Carrouges (/fr/) is a commune in the Orne department in north-western France.

The inhabitants are known as Carrougiens and Carrougiennes. The town is home to a castle (Château de Carrouges), built in the 14th century by Jean de Carrouges and restored after the Hundred Years War.

==Geography==

The commune is made up of the following collection of villages and hamlets, Le Fay, L'Augrumière and Carrouges.

It is 860 ha in size. The highest point in the commune is 332 m.

The commune is within the Normandie-Maine Regional Natural Park and Forêt d'Écouves.

Carrouges along with another 65 communes is part of a 20,593 hectare, Natura 2000 conservation area, called the Haute vallée de l'Orne et affluents.

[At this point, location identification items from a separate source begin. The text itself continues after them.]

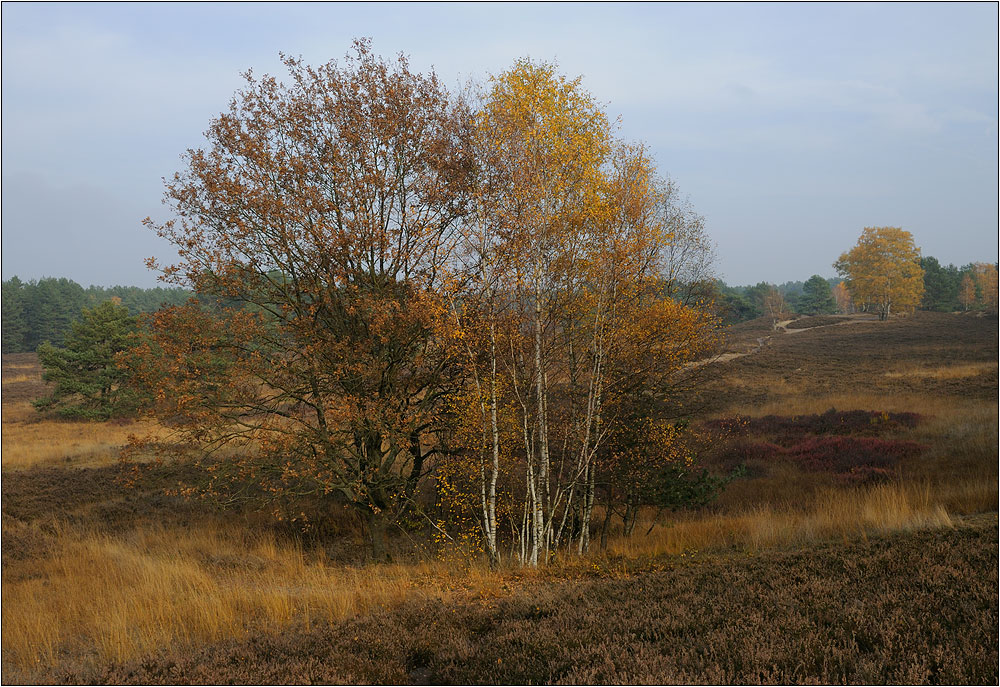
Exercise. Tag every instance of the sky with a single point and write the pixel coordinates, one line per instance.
(789, 127)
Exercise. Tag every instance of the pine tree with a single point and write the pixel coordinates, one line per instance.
(817, 298)
(88, 383)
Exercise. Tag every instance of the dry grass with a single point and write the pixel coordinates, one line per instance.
(945, 371)
(91, 592)
(112, 598)
(29, 441)
(834, 514)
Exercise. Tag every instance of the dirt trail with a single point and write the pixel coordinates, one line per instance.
(780, 327)
(848, 319)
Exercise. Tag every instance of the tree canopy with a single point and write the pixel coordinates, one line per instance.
(494, 288)
(88, 382)
(883, 271)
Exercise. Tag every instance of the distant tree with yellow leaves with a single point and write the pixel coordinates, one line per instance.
(883, 272)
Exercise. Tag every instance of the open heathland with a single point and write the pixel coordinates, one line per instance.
(858, 544)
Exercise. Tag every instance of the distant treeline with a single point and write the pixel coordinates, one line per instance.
(37, 311)
(943, 287)
(42, 310)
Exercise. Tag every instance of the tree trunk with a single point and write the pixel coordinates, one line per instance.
(378, 525)
(608, 513)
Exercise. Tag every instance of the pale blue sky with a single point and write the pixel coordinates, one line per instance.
(790, 127)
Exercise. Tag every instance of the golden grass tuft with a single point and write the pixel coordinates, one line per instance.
(29, 441)
(117, 597)
(834, 514)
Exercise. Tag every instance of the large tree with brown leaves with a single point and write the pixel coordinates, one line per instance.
(325, 208)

The commune has one river, the Udon, with four streams, Grand Pied, Moulin de Besnard, Noes Morins and Rohan, which are the only watercourses flowing through its borders.

==History==
In the Middle Ages, Carrouges was part of the deanery of Asnebec. In 1490, under King Charles VIII, Jean de Blosset, Lord of Carrouges and grand marshal of Normandy, founded on his land, with its castle, a college (dedicated to Our Lady of Good Comfort) six canons payments the appointment of the lord who was also the collateur profits. These payments were estimated in 1698 to 200 pounds in Memory of the General Alençon by the intendant, M. de Pommereuil. It is also stated in 1698, that a court called "breadbasket tax" (related to gabelle paid on the salt) was located in Carrouges.

During the French Revolution of 1789, the town was called "Carrouges-la-Montagne". In August 1944, occupied by German forces, the city was liberated by the troops of the 3rd U.S. armored division, following the deeds of Mayor Geslain, who after being released from the German soldiers who had arrested him, indicated the positions of the Germans to the Americans.

==Notable buildings and places==

La Ferme Ornée de Carrouges is a public garden in the style of a Ferme ornée, that is split into seven different gardens.

===National heritage sites===

The Commune has 2 buildings and areas listed as a Monument historique.

- Chapter is a set of buildings consisting of a 15th-century dwelling and the chapel.
- Château de Carrouges is a 15th-century chateau.

==Notable people==

- Jean de Carrouges (1330-1396), a 14th-century knight was born here
- Pierre Jean Launay (1900-1982), a French writer was born here
- Michel Le Royer (1932-2022), a French TV and Film actor, who was born here
- Philippe Tranchant (born 1956), retired professional footballer was born here

==Twin town==

- SWI Carrouge, Switzerland since 2000.